Comme il fallait s’y attendre, l’épidémie du coronavirus a lourdement impacté le monde du sport. De nombreux rassemblements et manifestations sportifs d’envergure ont été annulés. D’autres reportés ou disputés à huis clos.
Ce n’est que le début eu égard à la propagation rapide et incontrôlable de ce fléau planétaire. Ainsi, des courses cyclistes de renommée mondiale comme le Milan-San Remo et Tirreno-Adriatico, des classiques du printemps, n’auront pas lieu ce mois de mars. Tout comme le Grand Prix de Rabat et d’autres tournois de judo, alors que la Fifa vient de décider d’ajourner les matches éliminatoires de la Coupe du monde de la zone Asie. Il est fort probable que dans les jours à venir d’autres événements subissent à leur tour le même sort. Il faut s’y préparer. D’ailleurs, l’Euro 2020 et les Jeux olympiques de Tokyo sont en sursis. Aujourd’hui, personne ne peut affirmer si ces deux grands rendez-vous sportifs de l’année auront lieu bien à leur date fixée au préalable. Le sport mondial de haut niveau n’a peut-être jamais connu autant de reports et d’annulation. Au niveau local, les pays les plus touchés par le coronavirus ont pris des mesures drastiques pour diminuer de sa propagation. Ainsi, en Italie tous les matches de la Serie A se joueront à huis clos au moins jusqu’au mois d’avril.
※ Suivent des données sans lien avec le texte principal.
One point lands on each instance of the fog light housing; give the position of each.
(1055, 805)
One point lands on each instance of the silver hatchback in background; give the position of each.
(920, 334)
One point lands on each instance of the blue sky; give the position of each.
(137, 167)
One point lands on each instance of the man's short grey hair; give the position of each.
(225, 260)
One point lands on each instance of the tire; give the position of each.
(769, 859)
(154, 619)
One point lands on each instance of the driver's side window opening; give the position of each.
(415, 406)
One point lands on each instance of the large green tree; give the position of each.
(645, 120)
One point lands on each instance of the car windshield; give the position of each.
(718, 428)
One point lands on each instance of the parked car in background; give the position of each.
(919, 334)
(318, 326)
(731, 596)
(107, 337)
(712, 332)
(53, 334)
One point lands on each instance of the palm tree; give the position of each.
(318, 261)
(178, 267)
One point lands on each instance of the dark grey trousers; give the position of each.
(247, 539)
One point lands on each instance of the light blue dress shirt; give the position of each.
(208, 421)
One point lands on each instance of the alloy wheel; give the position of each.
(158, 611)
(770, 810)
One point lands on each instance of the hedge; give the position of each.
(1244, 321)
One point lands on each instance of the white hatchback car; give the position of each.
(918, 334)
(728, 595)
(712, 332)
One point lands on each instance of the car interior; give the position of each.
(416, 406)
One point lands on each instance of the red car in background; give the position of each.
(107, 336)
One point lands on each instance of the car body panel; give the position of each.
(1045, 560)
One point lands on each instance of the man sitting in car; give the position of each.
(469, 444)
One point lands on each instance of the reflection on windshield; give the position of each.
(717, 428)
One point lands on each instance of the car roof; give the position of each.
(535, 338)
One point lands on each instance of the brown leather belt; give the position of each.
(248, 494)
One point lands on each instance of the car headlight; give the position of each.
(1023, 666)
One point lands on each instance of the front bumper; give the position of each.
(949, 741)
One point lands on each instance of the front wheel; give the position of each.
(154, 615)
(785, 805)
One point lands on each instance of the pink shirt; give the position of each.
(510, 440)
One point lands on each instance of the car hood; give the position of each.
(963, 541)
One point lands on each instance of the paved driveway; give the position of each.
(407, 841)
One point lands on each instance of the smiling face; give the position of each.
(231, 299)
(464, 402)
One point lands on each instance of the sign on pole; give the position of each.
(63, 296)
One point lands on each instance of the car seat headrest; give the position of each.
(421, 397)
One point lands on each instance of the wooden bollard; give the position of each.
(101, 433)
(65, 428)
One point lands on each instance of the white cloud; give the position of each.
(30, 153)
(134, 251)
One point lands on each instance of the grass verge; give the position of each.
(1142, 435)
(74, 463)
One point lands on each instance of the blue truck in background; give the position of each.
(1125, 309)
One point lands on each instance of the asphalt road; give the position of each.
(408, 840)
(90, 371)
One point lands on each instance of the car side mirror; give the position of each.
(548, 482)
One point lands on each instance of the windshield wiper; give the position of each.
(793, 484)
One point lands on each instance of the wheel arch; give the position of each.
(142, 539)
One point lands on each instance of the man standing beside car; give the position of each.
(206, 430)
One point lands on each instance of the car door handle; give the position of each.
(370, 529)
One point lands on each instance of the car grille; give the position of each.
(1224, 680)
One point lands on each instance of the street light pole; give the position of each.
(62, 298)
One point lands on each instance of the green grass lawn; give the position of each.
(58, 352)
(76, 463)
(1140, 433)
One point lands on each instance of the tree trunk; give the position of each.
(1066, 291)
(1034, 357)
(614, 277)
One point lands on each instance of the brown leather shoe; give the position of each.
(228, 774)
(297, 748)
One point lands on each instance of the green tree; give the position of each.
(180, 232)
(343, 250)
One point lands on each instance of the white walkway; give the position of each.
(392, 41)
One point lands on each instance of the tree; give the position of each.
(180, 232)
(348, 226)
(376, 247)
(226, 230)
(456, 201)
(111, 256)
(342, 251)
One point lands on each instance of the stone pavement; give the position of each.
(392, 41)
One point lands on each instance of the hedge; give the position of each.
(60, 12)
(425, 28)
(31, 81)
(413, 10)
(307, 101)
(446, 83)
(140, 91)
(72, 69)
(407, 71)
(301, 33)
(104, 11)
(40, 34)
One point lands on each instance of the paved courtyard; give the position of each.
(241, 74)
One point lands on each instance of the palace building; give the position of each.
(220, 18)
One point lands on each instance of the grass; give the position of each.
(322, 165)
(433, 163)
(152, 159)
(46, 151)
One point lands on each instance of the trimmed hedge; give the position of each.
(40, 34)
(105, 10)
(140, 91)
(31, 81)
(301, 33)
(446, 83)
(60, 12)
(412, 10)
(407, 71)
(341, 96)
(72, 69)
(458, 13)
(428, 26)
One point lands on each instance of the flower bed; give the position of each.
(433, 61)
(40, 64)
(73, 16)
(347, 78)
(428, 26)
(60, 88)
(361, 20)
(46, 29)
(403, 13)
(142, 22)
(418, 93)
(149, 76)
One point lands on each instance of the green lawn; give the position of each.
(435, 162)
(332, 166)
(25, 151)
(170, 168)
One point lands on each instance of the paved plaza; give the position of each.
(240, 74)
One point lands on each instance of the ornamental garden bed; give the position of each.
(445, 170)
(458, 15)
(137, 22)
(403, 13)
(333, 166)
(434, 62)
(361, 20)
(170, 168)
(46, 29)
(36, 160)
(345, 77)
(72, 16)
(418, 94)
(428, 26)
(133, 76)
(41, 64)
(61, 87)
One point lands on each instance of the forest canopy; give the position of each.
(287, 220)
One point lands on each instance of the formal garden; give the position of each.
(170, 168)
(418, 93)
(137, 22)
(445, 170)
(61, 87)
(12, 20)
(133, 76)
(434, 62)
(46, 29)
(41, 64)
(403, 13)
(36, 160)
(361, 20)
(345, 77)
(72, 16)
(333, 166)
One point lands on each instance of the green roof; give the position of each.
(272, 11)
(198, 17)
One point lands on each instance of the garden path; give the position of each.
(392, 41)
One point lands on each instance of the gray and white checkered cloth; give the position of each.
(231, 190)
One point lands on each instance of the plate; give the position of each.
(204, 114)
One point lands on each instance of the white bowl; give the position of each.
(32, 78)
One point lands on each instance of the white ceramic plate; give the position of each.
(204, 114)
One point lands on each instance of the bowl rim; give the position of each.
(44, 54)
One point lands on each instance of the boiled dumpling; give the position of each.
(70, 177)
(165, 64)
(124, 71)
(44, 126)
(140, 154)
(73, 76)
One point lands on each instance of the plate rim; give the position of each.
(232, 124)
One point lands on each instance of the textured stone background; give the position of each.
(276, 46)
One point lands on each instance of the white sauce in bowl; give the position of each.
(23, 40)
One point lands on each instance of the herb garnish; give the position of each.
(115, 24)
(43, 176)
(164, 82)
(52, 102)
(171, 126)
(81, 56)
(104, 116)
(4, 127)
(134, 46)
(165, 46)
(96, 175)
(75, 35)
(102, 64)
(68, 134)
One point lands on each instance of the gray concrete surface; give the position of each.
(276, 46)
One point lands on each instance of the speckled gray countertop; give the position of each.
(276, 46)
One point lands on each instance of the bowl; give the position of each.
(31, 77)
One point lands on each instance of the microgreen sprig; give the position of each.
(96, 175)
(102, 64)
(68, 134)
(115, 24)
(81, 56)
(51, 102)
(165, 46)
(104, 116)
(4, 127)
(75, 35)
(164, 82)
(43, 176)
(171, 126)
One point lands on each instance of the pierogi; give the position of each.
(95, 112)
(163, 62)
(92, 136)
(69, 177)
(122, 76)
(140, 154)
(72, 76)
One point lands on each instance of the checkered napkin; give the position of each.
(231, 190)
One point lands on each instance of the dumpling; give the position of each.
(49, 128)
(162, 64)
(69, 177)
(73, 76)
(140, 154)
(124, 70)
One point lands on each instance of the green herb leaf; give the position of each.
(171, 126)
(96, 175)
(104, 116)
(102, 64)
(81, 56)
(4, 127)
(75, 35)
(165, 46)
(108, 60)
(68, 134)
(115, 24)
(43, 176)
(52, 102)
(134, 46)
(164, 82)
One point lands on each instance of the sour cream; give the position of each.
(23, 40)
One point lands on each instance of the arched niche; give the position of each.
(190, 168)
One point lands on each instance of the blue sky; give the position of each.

Le Maroc qui est pourtant moins affecté par l’épidémie par rapport à d’autres nations, a pris la même décision radicale pour son championnat. La CAF, pour sa part, songe sérieusement à faire jouer les éliminatoires de la CAN 2021 à huis clos, notamment dans les pays où l’on enregistre des cas de coronavirus. Du coup, la rencontre. Algérie-Zimbabwe pourrait être concernée par cette décision. Justement, qu’en est-il chez nous ? Il faut savoir que l’Algérie est le pays où l’on compte le plus grand nombre de cas confirmé de coronavirus en Afrique. 17, selon le communiqué publié par le ministère de la Santé jeudi. La probabilité de son expansion est grande. Mais nos décideurs ne semblent pas prendre ce risque au sérieux. Sinon comment expliquer que des matches de football de la Ligue 1 et de la Ligue 2 se sont déroulés jeudi en présence du public. Beaucoup d’observateurs pensent que c’est de l’inconscience. Ils souhaitent que les autorités décrètent rapidement le huis clos. Les spécialistes des maladies infectieuses devraient d’ailleurs mettre la pression sur les pouvoirs publics afin que tout le monde soit mis devant ses responsabilités. Jusqu’à hier, aucune décision n’a été prise dans ce sens. Il ne faut pas s’attendre à ce que la LNF ou la FAF le fassent, car c’est avant tout une décision politique. Sans céder à la panique ou à la psychose, il est néanmoins fortement recommandé de réduire ou d’interdire les regroupements des supporters dans les stades. Mieux vaut prévenir que guérir, comme dit l’adage. Pour une fois, le huis clos ne sera pas de trop, il est même très recommandé en ces temps incertains.